Armstrong et al from Dundee attempt to answer this by looking at the productivity of junior staff in the ED. The measure they have chosen is number of patients seen per hour. It’s an interesting measure and I am sure that you will have your own views on whether it is a good one. You should read the whole paper to decide whether the introduction of F2s has in fact made a difference. On the evidence presented from Dundee there is a difference, but whether it accounts for changes to senior working practice is up for debate … read it and see what you think (see page 725).
Take a punt on the BETs
This months BETs are a mixed bag. It looks as though ultrasound may help us determine intracranial pressure in the resus room—perhaps another key skill for the many budding emergency ultrasonographers out there. Controversially we find that CRP is not a good rule-out test for septic arthritis and that omperazole really does not make a difference in acute GI bleeds, but I’ll BET that many of you (and I) use in practice. Finally, the answer to a real problem in the resus room: when should you perform an emergent caesarian section? I suggest that you read the BET and find out (I’ll give you a clue though—it’s probably more often than you thought) (see page 764).
Pause for PAWS
Early warning scores are increasingly used as an adjunct to triage in the emergency department setting. Simple scores that can identify and track physiological derangement in ED patients have obvious benefits and they have received much attention in adult emergency medicine. For children the situation is somewhat more complex. We all know that children are different from adults (though controversially I’ve always said the similarities outweigh the differences), but to compound matters they come in different ages and sizes as well. Still, such complexities are merely challenges that can be overcome by sound research. Edgell et al have tackled this problem by looking at patients admitted to ICU and comparing them with patients admitted to the general paediatric ward.

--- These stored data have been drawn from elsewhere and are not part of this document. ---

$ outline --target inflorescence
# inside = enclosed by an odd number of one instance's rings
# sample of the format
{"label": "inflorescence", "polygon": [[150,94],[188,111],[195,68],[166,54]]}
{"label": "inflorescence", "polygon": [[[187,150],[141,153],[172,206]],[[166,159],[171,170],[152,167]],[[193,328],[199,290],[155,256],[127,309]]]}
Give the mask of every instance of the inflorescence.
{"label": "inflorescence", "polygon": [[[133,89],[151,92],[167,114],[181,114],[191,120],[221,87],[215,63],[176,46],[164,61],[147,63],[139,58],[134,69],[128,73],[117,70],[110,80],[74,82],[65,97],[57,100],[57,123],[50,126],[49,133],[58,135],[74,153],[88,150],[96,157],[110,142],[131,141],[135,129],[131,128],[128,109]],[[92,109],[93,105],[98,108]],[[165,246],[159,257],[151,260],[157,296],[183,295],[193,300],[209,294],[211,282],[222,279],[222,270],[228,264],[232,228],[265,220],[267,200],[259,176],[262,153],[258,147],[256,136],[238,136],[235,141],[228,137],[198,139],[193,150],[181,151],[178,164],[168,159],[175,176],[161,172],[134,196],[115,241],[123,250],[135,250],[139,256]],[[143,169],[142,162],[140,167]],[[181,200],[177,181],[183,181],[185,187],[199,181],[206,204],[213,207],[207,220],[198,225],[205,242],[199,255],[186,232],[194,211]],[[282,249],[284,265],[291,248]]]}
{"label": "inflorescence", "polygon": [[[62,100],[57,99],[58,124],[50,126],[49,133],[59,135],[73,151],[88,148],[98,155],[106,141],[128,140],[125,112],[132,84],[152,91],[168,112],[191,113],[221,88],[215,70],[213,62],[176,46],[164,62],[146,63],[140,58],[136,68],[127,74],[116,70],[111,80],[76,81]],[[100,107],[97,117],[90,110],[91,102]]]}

Using a score devised by themselves, the PAWS score, they quote a sensitivity of 70% and a specificity of 90%. Now is that good enough for our practice, could it be used in practice and is this the right type of study to answer those questions? Clearly you need to read and decide for yourself, though whatever you decide the topic is clearly worthy of thought, debate and continuing study (see page 745).
Do inappropriate patients still exist in ophthalmological specific emergency departments?
Hau et al provide an interesting look at patients presenting to Moorfields Eye Hospital in London. The perspective of the study is to see if their patients are “inappropriate” attendees and then to consider how this group can be reduced. I must admit to some concern at that term, as “inappropriate” rather depends on the outlook of the observer as opposed to the perspective of the patient. The authors’ vision seems to be that of a department where the vast majority of patients attending will have acute conditions that require urgent management. Sadly, I think this will be difficult as Moorfields is known to many as a centre of excellence, it is open to all, is in central London and has long opening hours. I have always said that, generally speaking, patients are not daft and they vote with their feet, attending when they feel the need or when no alternatives are available; this is perhaps a case of “build it and they will come” as someone once said. So, the observation that some patients could attend alternative services will surprise few emergency physicians, though this glimpse of our ophthalmological colleagues’ experiences is useful. Fellow clinicians will no doubt have a view on the different pathologies presenting to the eye specific ED as compared to a general ED and will give some insight into what it must be like to work there (see page 740).